Outside, thunder grumbles through the sky, the day’s dank air rising upward to collide with colder temperatures that hover in the atmosphere above. As expected, the rain starts coming down in sheets. The grass needs it, as do the trees, but for a little girl already traumatized by something, of which even she doesn’t know, it’s the last thing in the world she needs. Maisie, from the next room, cries out at the sound of thunder, abandoning SpongeBob to run to me, her hands pressed to her ears to muffle the harsh noise. A dog barks, and it takes some time for me to realize that it is poor Harriet, who I’ve sent outside, now getting pelted by hail and rain.

“I’m sorry,” I say into the phone as Maisie cries, putting my arms around Maisie and holding her tight. “There’s thunder. She’s scared.”

“They say it’s going to be quite a storm,” this woman says into the phone, and as she remarks on the muggy weather and the lack of rainfall, I come to realize that this woman isn’t in Seattle as I’d imagined her to be, watching the orcas swim out on the briny waters of Puget Sound, but rather somewhere close, watching the sun pass from sight as the rain comes down in sheets. Like me.

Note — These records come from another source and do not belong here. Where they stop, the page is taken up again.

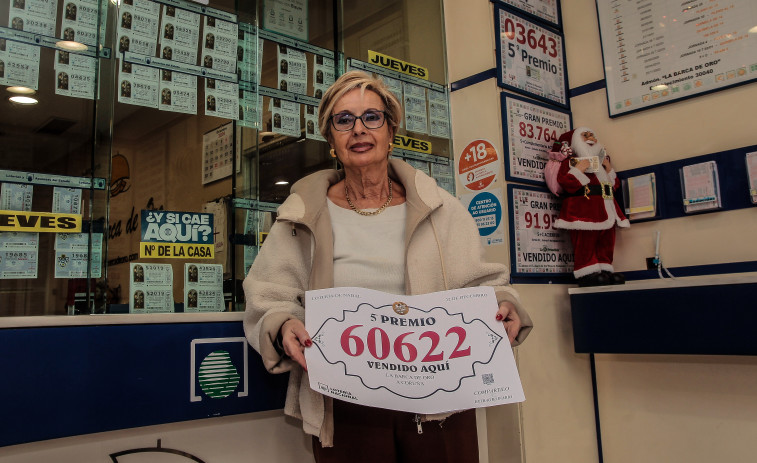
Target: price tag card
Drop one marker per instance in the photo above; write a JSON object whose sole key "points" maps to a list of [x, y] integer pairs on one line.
{"points": [[536, 247], [529, 129], [530, 58], [428, 353]]}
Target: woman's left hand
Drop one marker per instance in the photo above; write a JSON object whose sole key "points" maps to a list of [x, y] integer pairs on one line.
{"points": [[508, 315]]}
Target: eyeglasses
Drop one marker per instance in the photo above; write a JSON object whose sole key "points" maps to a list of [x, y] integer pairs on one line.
{"points": [[372, 119]]}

Again Harriet barks, and this time I rise from the nook as Maisie clings to my hand, begging, “Please, Mommy. Don’t go,” and together Maisie and I step toward the back door, letting a sopping wet Harriet inside. The wind shoves the door into me, and I nearly fall, pressing hard against the weight of it to get the door to close. I turn the dead bolt and follow the dog’s wet footprints inside where she stands before us, shaking her body dry, drenching Maisie and me at the same time.